El hombre nace dormido y a golpe de nalgada abre los ojos con tremendo llanto. Al principio no distingue nada, todo es confuso, extraño para su incipiente vista. La luz le cala en sus ojos. Acaba de despertar de un sueño profundo del que no recuerda nada en absoluto. Poco a poco se acostumbra a la luz del ambiente y comienza a diferenciar su entorno. Cada vez quiere ver más lo que lo rodea. Pasa su vida buscando ávidamente en las formas externas, algo que ni el mismo sabe. Le han dicho que tiene que buscar a Alguien, cuya forma nadie ha visto. Recopila toda la información posible tratando de conocer a esa Entidad antropomorfizada por el resto. No se ha dado cuenta que ha caído preso en una inmensa red, donde la mayoría se encuentra. Trata de abrir sus ojos, buscando Aquello que le han dicho; y, no es hasta que los cierra, cuando en muy escasas ocasiones logra encontrarlo.

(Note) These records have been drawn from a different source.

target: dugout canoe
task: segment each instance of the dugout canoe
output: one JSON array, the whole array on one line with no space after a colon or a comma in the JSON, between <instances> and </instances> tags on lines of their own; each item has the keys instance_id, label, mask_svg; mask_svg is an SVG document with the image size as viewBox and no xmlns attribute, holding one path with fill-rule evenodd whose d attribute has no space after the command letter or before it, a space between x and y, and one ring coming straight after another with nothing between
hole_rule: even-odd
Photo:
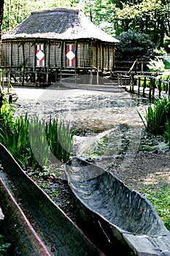
<instances>
[{"instance_id":1,"label":"dugout canoe","mask_svg":"<svg viewBox=\"0 0 170 256\"><path fill-rule=\"evenodd\" d=\"M78 225L107 255L170 255L170 233L145 197L82 158L70 159L65 171Z\"/></svg>"},{"instance_id":2,"label":"dugout canoe","mask_svg":"<svg viewBox=\"0 0 170 256\"><path fill-rule=\"evenodd\" d=\"M104 255L1 143L0 166L0 206L15 255Z\"/></svg>"}]
</instances>

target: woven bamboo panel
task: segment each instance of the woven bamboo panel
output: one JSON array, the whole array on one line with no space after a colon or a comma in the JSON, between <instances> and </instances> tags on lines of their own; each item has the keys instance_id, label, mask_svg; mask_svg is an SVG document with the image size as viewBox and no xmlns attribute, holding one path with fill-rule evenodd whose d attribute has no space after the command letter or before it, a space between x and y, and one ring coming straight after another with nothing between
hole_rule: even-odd
<instances>
[{"instance_id":1,"label":"woven bamboo panel","mask_svg":"<svg viewBox=\"0 0 170 256\"><path fill-rule=\"evenodd\" d=\"M98 45L98 53L97 53L97 59L98 59L98 69L102 69L103 68L103 45Z\"/></svg>"},{"instance_id":2,"label":"woven bamboo panel","mask_svg":"<svg viewBox=\"0 0 170 256\"><path fill-rule=\"evenodd\" d=\"M6 42L1 45L1 66L10 67L11 44Z\"/></svg>"},{"instance_id":3,"label":"woven bamboo panel","mask_svg":"<svg viewBox=\"0 0 170 256\"><path fill-rule=\"evenodd\" d=\"M18 67L18 44L12 44L12 67Z\"/></svg>"},{"instance_id":4,"label":"woven bamboo panel","mask_svg":"<svg viewBox=\"0 0 170 256\"><path fill-rule=\"evenodd\" d=\"M25 67L34 67L35 61L34 46L31 42L24 43Z\"/></svg>"},{"instance_id":5,"label":"woven bamboo panel","mask_svg":"<svg viewBox=\"0 0 170 256\"><path fill-rule=\"evenodd\" d=\"M61 67L61 43L60 42L50 44L50 67Z\"/></svg>"},{"instance_id":6,"label":"woven bamboo panel","mask_svg":"<svg viewBox=\"0 0 170 256\"><path fill-rule=\"evenodd\" d=\"M90 68L91 65L91 48L90 43L80 42L77 45L77 65L79 68Z\"/></svg>"},{"instance_id":7,"label":"woven bamboo panel","mask_svg":"<svg viewBox=\"0 0 170 256\"><path fill-rule=\"evenodd\" d=\"M113 65L114 65L114 63L113 63L114 49L113 49L112 45L109 45L109 69L112 69Z\"/></svg>"},{"instance_id":8,"label":"woven bamboo panel","mask_svg":"<svg viewBox=\"0 0 170 256\"><path fill-rule=\"evenodd\" d=\"M108 70L109 69L109 48L108 45L104 45L104 69Z\"/></svg>"}]
</instances>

Pocos son los que se dan cuenta, que tener los ojos abiertos no es garantía para ver cómo encontrar Aquello que los creó. Entonces, buscan estar a solas, con la mínima compañía necesaria; cierran sus ojos, y en la oscuridad interior deviene otro tipo de luz, diferente de la exterior. Es un Sol distinto, que no lastima la pupila, ni quema la piel; más bien, relaja, apacigua, conforta, libera y unifica al ser humano con Aquello de donde proviene. Después de su primer encuentro, el hombre se ha dado cuenta que Aquello de donde procede se encuentra en su interior y en el interior de todo ser semejante. Con este conocimiento, cambia su perspectiva de la vida y de su entorno. Ya no necesita buscar más en lo de afuera, pues ahora sabe que todo está en su interior. Con esta experiencia acepta lo externo como complemento de lo interno, pues lo de afuera le ha ayudado a ver lo de adentro.
En otras palabras, lo exterior hace las veces de un espejo en donde lo de adentro se refleja en lo de afuera, según la Ley de Reciprocidad.

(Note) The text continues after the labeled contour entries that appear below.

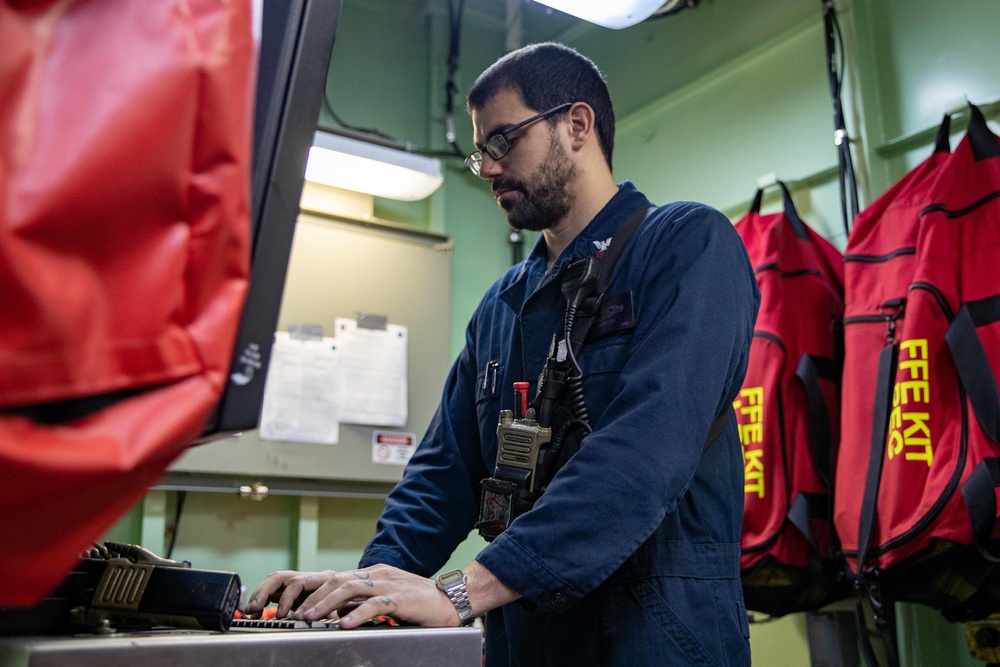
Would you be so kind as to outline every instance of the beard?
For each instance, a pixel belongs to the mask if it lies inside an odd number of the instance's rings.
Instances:
[[[552,137],[545,159],[525,182],[515,178],[493,181],[495,188],[503,187],[520,193],[497,203],[507,216],[507,224],[515,231],[524,229],[540,232],[561,220],[573,207],[576,198],[568,187],[577,174],[576,166],[566,156],[566,151]]]

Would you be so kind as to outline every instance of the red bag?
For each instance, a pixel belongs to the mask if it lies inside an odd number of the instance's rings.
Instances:
[[[742,580],[747,608],[817,609],[843,594],[830,526],[839,437],[840,253],[799,218],[760,214],[758,190],[736,223],[761,291],[746,379],[734,402],[745,485]]]
[[[921,212],[886,437],[871,457],[859,544],[873,603],[920,602],[949,620],[1000,610],[993,535],[1000,486],[1000,142],[970,105],[969,131]],[[884,416],[883,416],[884,415]],[[877,573],[877,574],[876,574]]]
[[[0,606],[201,432],[249,269],[249,1],[0,3]]]
[[[857,572],[858,533],[864,477],[872,443],[879,355],[903,323],[906,293],[913,278],[920,211],[930,204],[931,189],[950,157],[944,117],[934,152],[872,202],[855,219],[844,250],[844,376],[840,450],[834,491],[834,526],[847,566]],[[894,368],[882,385],[891,386]],[[878,441],[885,437],[879,429]],[[870,530],[870,522],[866,530]]]

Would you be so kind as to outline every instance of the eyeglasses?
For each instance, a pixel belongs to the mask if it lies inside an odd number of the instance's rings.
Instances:
[[[537,116],[532,116],[528,120],[522,120],[517,125],[512,125],[511,127],[508,127],[506,130],[503,130],[502,132],[497,132],[492,137],[486,140],[486,145],[483,146],[482,151],[476,151],[469,157],[465,158],[466,166],[468,166],[469,169],[472,170],[473,174],[478,176],[479,170],[483,168],[483,151],[485,151],[486,154],[489,155],[494,160],[499,160],[503,158],[503,156],[510,151],[510,140],[507,139],[507,135],[509,135],[511,132],[514,132],[515,130],[520,130],[525,125],[530,125],[535,121],[542,120],[543,118],[548,118],[552,114],[556,114],[561,111],[566,111],[571,106],[573,106],[572,102],[566,102],[565,104],[560,104],[559,106],[553,107],[548,111],[543,111]]]

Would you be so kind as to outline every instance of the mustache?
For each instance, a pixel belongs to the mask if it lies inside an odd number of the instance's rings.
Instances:
[[[495,197],[497,191],[499,190],[520,190],[525,192],[524,184],[516,179],[508,179],[502,181],[493,181],[493,196]]]

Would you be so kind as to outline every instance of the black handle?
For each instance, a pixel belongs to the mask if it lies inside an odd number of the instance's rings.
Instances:
[[[792,194],[788,191],[788,187],[785,185],[784,181],[775,181],[775,185],[781,187],[781,195],[784,200],[785,216],[788,218],[789,224],[792,226],[792,231],[800,239],[809,240],[809,232],[806,229],[805,223],[802,222],[802,218],[799,217],[799,212],[795,210],[795,202],[792,201]],[[760,203],[764,196],[763,188],[757,188],[757,192],[754,193],[753,201],[750,203],[751,213],[760,213]]]

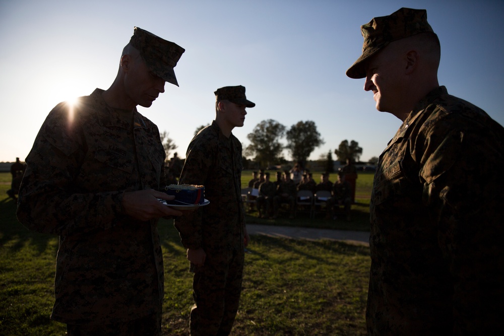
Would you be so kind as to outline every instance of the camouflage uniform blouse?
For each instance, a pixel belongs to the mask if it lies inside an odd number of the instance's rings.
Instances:
[[[159,131],[136,110],[109,107],[102,92],[50,112],[20,191],[19,221],[59,236],[51,318],[67,323],[132,320],[159,311],[163,298],[157,221],[121,207],[124,191],[164,183]]]
[[[370,209],[369,334],[501,325],[503,143],[501,126],[440,87],[389,143]]]
[[[210,204],[175,219],[186,248],[243,248],[245,220],[241,202],[241,144],[228,139],[215,121],[193,139],[187,148],[179,184],[205,186]]]

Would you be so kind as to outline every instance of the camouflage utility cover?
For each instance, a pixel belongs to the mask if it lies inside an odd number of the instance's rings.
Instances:
[[[247,107],[254,107],[256,104],[247,99],[245,95],[245,87],[242,85],[225,86],[217,89],[214,93],[215,94],[215,100],[217,101],[229,100],[231,103],[244,105]]]
[[[20,191],[20,222],[59,236],[51,317],[64,323],[132,320],[159,311],[163,296],[157,221],[121,206],[124,191],[165,184],[159,132],[136,109],[109,107],[102,92],[50,112]]]
[[[504,129],[430,93],[382,154],[370,204],[370,335],[498,334]]]
[[[185,49],[138,27],[135,27],[130,43],[140,51],[151,71],[178,86],[173,68]]]
[[[360,27],[364,44],[362,54],[347,70],[350,78],[364,78],[365,61],[389,43],[420,33],[435,35],[427,22],[427,11],[411,8],[401,8],[390,15],[374,18],[369,23]]]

El hombre vive adentro y vive afuera, y en este constante ir y venir experimenta la paradoja divina: duerme y está despierto, mira y no mira, sabe y no sabe, es y no es.
Cerré mis ojos para nacer y abrí mis ojos para morir. Los cerré al plano espiritual para nacer a esta vida de ilusión, donde los mantengo “cerrados” hasta que los “abra” para “morir” a la vida terrenal y regresar a la vida espiritual.
De todo lo anterior se deduce que el Verdadero Hombre “cierra sus ojos” para llegar a este mundo, olvidando quién es realmente, dando lugar así al hombre ilusorio o experimentador, cuyos ojos externos se acostumbran a la luz física, hasta que la verdadera visión se abre para permitir la Luz interior.